Human NKX2.2 influences islet endocrine cell fate choices through regulation of WNT pathway genes.

Transcriptional regulation is a key central mechanism of cell fate determination in developing tissues. The homeobox transcription factor NKX2.2 is an essential regulator of mouse and human pancreatic endocrine development, however its precise molecular role in a human system has not been previously investigated. In this study we generated NKX2.2 null (NKX2.2KO) human embryonic stem cell (hESC) lines using CRISPR/Cas9 technologies and differentiated them towards a pancreatic β cell fate using a stem cell-derived β cell differentiation protocol.
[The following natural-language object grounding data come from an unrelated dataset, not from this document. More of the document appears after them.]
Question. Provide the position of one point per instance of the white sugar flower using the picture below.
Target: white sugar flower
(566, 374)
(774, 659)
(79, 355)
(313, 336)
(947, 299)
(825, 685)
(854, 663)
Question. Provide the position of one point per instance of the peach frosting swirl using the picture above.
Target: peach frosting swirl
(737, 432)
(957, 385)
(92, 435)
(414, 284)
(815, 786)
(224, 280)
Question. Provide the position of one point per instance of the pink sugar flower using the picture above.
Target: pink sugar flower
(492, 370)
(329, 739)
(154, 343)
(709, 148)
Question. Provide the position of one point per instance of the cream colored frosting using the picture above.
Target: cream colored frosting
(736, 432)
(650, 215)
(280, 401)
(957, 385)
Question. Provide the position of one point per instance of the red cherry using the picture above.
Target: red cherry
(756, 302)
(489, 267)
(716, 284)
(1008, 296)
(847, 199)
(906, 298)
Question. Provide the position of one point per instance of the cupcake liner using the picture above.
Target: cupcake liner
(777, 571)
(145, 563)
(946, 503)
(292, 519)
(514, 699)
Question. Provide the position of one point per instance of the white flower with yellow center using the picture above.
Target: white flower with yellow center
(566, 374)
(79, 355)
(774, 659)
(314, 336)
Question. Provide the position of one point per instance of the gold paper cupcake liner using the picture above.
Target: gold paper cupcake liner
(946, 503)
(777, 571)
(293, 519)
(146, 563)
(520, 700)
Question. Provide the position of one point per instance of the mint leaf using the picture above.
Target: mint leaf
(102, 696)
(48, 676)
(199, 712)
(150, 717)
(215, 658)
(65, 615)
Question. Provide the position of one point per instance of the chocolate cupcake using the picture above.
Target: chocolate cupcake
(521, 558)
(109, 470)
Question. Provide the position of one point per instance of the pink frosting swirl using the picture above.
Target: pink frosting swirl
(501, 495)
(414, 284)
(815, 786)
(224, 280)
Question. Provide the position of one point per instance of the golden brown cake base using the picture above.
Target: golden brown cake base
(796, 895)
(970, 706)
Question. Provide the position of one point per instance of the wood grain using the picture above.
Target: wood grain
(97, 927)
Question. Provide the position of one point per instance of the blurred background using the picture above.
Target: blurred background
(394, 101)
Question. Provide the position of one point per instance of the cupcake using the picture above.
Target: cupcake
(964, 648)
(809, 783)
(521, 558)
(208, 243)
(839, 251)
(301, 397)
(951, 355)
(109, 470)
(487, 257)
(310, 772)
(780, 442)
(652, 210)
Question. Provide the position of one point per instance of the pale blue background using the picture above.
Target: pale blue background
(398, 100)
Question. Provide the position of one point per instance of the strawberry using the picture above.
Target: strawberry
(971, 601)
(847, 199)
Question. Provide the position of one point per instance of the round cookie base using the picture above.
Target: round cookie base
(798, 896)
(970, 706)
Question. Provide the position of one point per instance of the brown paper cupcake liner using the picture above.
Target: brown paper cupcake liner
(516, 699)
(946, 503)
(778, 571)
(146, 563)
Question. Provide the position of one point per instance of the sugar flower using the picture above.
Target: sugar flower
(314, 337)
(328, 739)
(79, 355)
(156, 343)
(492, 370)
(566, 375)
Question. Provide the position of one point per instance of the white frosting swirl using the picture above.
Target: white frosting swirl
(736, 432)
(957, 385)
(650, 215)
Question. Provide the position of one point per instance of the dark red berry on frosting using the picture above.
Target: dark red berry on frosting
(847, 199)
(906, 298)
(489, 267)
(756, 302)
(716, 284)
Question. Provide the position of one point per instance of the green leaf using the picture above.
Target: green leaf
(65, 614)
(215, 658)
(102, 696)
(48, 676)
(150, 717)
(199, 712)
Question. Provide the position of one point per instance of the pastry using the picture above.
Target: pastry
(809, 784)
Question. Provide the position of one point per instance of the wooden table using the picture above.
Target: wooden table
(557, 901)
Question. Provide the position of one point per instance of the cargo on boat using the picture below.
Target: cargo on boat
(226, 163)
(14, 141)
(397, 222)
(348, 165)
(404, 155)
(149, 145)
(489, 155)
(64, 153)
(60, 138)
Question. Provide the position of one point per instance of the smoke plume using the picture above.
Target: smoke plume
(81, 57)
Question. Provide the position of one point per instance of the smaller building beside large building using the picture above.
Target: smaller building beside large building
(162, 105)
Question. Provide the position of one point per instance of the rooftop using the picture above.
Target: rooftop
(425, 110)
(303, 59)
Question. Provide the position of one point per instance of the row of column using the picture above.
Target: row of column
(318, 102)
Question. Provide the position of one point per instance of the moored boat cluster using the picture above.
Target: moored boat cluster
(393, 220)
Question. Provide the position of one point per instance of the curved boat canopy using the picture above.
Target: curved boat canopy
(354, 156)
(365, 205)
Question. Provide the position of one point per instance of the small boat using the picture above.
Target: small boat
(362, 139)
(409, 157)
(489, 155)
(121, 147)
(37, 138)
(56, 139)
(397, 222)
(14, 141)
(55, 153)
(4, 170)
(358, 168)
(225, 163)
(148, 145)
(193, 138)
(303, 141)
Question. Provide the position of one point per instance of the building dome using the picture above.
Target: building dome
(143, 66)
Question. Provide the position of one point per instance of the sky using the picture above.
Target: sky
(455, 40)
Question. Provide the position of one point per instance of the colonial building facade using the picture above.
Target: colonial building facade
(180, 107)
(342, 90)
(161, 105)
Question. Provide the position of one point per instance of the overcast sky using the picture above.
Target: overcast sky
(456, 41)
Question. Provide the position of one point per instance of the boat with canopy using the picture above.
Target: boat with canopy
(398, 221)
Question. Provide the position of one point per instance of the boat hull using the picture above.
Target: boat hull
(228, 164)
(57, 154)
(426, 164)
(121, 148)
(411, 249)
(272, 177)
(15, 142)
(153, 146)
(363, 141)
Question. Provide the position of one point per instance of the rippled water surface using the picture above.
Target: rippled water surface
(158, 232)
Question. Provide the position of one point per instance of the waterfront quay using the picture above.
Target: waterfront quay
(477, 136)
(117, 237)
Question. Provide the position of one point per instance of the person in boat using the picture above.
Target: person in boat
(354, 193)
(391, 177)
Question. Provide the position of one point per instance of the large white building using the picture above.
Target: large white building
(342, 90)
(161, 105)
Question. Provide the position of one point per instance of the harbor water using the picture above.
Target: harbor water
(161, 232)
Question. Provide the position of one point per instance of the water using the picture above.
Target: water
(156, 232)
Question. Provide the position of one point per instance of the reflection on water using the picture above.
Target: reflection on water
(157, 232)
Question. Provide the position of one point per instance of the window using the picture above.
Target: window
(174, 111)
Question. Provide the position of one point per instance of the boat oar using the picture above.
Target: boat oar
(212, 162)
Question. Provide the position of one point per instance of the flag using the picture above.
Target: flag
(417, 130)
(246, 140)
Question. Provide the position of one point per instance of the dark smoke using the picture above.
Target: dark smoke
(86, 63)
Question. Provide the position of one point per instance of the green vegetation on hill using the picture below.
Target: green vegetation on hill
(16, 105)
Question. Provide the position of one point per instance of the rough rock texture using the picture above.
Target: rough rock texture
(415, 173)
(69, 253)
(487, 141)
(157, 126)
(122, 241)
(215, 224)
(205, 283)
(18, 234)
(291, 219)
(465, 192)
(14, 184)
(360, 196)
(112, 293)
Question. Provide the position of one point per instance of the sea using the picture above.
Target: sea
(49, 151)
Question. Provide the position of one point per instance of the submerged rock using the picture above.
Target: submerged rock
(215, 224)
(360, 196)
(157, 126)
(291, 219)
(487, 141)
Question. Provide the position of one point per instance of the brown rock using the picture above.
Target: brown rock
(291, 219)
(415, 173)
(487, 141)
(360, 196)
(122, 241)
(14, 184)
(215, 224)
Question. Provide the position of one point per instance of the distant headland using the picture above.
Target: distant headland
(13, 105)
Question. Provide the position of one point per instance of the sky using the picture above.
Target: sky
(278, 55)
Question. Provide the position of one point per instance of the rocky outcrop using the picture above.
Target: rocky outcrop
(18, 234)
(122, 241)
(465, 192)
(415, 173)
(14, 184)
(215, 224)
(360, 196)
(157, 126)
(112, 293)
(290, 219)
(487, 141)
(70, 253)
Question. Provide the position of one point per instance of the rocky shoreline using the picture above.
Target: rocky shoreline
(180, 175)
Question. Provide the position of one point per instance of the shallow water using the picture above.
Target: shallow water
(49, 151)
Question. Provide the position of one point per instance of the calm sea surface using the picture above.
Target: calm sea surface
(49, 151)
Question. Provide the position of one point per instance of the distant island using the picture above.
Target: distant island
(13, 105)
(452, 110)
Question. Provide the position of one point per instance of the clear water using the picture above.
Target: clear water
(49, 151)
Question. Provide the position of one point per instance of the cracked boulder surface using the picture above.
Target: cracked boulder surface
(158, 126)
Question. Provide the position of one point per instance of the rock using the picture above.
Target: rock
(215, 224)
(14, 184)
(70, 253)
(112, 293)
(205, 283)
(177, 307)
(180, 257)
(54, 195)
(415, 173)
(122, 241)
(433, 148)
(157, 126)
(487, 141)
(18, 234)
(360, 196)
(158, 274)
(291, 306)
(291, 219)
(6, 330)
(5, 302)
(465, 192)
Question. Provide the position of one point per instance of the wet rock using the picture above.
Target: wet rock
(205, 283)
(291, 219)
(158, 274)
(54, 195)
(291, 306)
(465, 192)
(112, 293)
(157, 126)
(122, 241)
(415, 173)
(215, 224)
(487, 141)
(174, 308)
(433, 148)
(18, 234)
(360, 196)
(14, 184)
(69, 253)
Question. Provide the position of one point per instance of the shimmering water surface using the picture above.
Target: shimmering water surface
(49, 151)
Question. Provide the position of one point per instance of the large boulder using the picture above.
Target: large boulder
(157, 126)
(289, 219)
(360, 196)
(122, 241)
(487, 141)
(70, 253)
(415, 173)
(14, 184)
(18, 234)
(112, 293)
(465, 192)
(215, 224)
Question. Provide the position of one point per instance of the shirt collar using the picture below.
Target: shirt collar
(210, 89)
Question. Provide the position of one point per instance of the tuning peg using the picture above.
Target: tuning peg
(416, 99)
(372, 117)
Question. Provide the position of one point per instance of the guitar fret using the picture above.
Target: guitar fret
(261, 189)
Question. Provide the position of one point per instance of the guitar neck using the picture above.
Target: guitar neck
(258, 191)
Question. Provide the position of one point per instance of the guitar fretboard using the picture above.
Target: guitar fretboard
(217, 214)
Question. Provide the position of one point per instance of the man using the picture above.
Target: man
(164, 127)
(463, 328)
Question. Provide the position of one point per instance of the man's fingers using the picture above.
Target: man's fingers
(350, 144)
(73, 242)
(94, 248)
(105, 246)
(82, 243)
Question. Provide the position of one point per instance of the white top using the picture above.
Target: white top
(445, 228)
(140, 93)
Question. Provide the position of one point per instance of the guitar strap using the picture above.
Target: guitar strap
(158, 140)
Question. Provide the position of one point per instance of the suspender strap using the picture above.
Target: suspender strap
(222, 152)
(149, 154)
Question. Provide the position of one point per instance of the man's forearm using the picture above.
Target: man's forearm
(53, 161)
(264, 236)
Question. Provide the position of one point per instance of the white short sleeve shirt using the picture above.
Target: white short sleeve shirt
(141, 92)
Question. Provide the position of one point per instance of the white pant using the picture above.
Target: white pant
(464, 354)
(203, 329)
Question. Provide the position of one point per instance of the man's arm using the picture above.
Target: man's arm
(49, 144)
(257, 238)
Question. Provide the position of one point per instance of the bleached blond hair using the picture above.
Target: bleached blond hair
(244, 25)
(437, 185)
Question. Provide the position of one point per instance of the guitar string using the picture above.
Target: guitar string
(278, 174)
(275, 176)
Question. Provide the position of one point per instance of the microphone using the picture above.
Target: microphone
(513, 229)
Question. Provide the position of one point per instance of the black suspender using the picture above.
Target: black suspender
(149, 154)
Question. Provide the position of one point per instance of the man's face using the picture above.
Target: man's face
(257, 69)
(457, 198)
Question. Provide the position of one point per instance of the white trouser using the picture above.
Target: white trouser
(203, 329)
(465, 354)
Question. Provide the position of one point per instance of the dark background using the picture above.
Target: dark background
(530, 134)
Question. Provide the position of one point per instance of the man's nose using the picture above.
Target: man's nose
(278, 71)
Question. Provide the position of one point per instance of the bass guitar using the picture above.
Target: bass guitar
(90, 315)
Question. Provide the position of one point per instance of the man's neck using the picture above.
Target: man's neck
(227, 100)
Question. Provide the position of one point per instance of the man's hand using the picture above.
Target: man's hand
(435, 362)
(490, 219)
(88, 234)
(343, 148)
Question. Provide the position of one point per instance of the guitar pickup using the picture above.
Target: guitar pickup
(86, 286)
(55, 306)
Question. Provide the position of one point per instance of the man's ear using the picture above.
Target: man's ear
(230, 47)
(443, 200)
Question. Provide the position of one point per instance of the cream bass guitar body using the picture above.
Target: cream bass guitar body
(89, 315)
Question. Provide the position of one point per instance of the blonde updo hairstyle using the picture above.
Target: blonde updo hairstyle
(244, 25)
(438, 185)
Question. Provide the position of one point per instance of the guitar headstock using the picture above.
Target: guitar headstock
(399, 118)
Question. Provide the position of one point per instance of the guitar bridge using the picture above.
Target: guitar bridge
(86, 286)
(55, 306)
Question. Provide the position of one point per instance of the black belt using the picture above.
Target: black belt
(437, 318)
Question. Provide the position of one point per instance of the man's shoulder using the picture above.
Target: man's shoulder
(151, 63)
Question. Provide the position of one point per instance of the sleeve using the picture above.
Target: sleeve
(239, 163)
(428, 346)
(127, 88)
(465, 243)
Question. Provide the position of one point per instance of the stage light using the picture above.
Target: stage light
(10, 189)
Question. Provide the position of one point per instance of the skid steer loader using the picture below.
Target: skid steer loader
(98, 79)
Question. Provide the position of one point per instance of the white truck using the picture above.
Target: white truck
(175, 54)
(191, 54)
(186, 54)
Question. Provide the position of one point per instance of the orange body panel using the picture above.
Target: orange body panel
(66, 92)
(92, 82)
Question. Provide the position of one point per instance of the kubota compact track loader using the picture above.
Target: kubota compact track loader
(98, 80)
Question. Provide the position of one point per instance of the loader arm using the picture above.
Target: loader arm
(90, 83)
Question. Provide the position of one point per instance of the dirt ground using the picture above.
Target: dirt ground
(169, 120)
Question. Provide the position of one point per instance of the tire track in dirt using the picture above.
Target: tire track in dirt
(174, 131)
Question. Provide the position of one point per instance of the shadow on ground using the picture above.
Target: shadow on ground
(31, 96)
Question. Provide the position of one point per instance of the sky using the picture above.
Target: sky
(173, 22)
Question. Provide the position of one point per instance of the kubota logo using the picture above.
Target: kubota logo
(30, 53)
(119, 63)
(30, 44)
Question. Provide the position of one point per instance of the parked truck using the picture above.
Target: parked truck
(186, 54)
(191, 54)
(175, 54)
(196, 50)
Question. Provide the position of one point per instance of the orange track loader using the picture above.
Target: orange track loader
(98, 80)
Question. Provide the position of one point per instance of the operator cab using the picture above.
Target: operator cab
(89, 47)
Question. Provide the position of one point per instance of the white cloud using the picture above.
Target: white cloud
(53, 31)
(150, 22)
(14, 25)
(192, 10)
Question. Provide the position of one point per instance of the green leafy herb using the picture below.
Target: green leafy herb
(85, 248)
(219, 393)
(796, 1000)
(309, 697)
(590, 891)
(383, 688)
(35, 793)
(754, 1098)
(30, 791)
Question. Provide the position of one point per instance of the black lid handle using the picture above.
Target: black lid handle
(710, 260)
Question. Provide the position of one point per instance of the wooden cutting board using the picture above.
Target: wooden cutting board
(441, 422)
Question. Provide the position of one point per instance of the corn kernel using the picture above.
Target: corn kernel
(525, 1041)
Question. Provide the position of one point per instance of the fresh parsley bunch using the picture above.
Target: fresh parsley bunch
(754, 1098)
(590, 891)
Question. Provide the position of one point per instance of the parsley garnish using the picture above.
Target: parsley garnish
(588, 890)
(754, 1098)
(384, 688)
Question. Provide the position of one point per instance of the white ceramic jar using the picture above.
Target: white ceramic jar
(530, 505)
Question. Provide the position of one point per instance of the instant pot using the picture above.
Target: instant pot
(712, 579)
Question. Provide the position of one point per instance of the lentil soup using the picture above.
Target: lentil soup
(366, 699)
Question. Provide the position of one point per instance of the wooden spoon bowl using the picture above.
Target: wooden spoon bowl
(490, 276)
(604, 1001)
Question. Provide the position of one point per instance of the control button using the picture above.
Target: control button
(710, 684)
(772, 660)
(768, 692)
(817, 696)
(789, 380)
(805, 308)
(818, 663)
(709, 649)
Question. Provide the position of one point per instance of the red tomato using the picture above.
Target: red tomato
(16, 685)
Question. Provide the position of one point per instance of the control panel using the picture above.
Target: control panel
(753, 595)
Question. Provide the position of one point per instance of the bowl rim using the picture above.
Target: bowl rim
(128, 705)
Functional and transcriptomic analyses of the hESC-derived pancreatic endocrine cells lacking NKX2.2 revealed similarities and differences compared to the molecular functions of NKX2.2 in mice. In the absence of NKX2.2, the β cell differentiations result in reduced numbers of insulin-producing cells, and the differentiations become skewed towards polyhormonal fates, including cells co-expressing insulin, ghrelin and somatostatin. Deletion of NKX2.2 also eliminates the off-target formation of enterochromaffin cells. Single cell transcriptome analysis of the early endocrine cell population revealed a marked disruption of metabolic pathways that was confirmed by comparative metabolite tracing, providing novel insights into the regulation of early endocrine lineage decisions. Furthermore, NKX2.2 directly regulates several genes in the WNT signaling pathway, suggesting this is a key molecular mechanism through which NKX2.2 regulates these islet cell fate decisions in the human system.